With such superficial and half-hearted performances, the feelings simply don’t transfer us. Arjun’s mom (Sumithra making an attempt her damnedest greatest) punishes herself to a starvation strike, an emotion that ought to resonate with everybody. But, it’s handled like a chunk of knowledge that we must always keep in mind, not an emotion that we really feel instinctively. After we watch the villain manipulate Arjun’s brother Kutty (Raj Ayyappa), we consider the latter as silly, not the previous as evil. With out the strengths of those feelings, the stakes are by no means excessive sufficient. So, Valimai appears like a superbike caught in second gear.
Regardless of all of this, although, what makes Valimai fairly watchable is Dilip Subbarayan’s stunt choreography, deftly supported by cinematographer Nirav Shah. Collectively, they construct motion that’s a delight to look at. Dilip is creative, with out turning it into one thing unbelievable. It’s the correct amount of intelligent, completely proper for mainstream.

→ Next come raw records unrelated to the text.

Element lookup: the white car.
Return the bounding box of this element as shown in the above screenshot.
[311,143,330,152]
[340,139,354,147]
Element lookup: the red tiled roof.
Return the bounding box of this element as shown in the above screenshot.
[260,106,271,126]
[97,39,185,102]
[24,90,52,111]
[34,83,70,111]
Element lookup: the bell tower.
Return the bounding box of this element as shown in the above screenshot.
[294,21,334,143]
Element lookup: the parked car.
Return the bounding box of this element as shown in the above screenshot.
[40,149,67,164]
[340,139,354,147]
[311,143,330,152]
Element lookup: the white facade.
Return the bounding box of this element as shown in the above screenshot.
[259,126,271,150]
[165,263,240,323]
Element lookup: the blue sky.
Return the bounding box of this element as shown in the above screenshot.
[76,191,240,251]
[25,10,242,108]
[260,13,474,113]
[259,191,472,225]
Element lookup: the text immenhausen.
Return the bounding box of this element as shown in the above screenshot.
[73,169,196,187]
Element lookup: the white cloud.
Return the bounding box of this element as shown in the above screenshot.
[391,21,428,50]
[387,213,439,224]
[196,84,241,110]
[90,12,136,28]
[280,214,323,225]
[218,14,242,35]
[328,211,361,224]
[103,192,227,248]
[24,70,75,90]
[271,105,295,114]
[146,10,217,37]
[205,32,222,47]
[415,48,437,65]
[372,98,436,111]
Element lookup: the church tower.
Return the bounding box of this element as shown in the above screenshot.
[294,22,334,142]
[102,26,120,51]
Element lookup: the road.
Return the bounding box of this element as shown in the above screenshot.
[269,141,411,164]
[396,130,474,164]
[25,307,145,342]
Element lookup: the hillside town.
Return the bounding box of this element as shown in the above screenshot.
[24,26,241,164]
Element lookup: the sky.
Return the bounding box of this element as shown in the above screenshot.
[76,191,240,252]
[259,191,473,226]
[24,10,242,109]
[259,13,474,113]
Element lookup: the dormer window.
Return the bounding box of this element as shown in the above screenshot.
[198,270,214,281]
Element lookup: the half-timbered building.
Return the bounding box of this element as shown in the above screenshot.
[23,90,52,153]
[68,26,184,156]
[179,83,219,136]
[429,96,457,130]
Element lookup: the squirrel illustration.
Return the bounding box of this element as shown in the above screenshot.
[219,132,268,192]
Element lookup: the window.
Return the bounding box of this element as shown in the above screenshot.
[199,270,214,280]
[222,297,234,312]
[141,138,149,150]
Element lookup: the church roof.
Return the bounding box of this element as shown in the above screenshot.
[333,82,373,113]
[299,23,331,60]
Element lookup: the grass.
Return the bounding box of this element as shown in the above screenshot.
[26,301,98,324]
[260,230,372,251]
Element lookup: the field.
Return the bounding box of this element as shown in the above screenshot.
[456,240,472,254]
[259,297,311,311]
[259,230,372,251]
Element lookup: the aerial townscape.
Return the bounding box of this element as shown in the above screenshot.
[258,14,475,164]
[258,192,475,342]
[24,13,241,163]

It solely helps that the movie is about biker gangs — Ajith on the bike is a sight to savour for followers. Even in overlong stunt sequences, the movie is pleasing.
However, be warned that having fun with Valimai, that lasts almost three hours, takes a particular type of viewer: One who’s motivated to have enjoyable and snigger at themselves for having fun with this. Proper on the finish, because the movie climaxes and Arjun rises victorious, his brother taunts the villain, “ei sappa” (hey loser, I think). At that time, I discovered myself pondering he’s maybe speaking to me, a loser who had a lot enjoyable.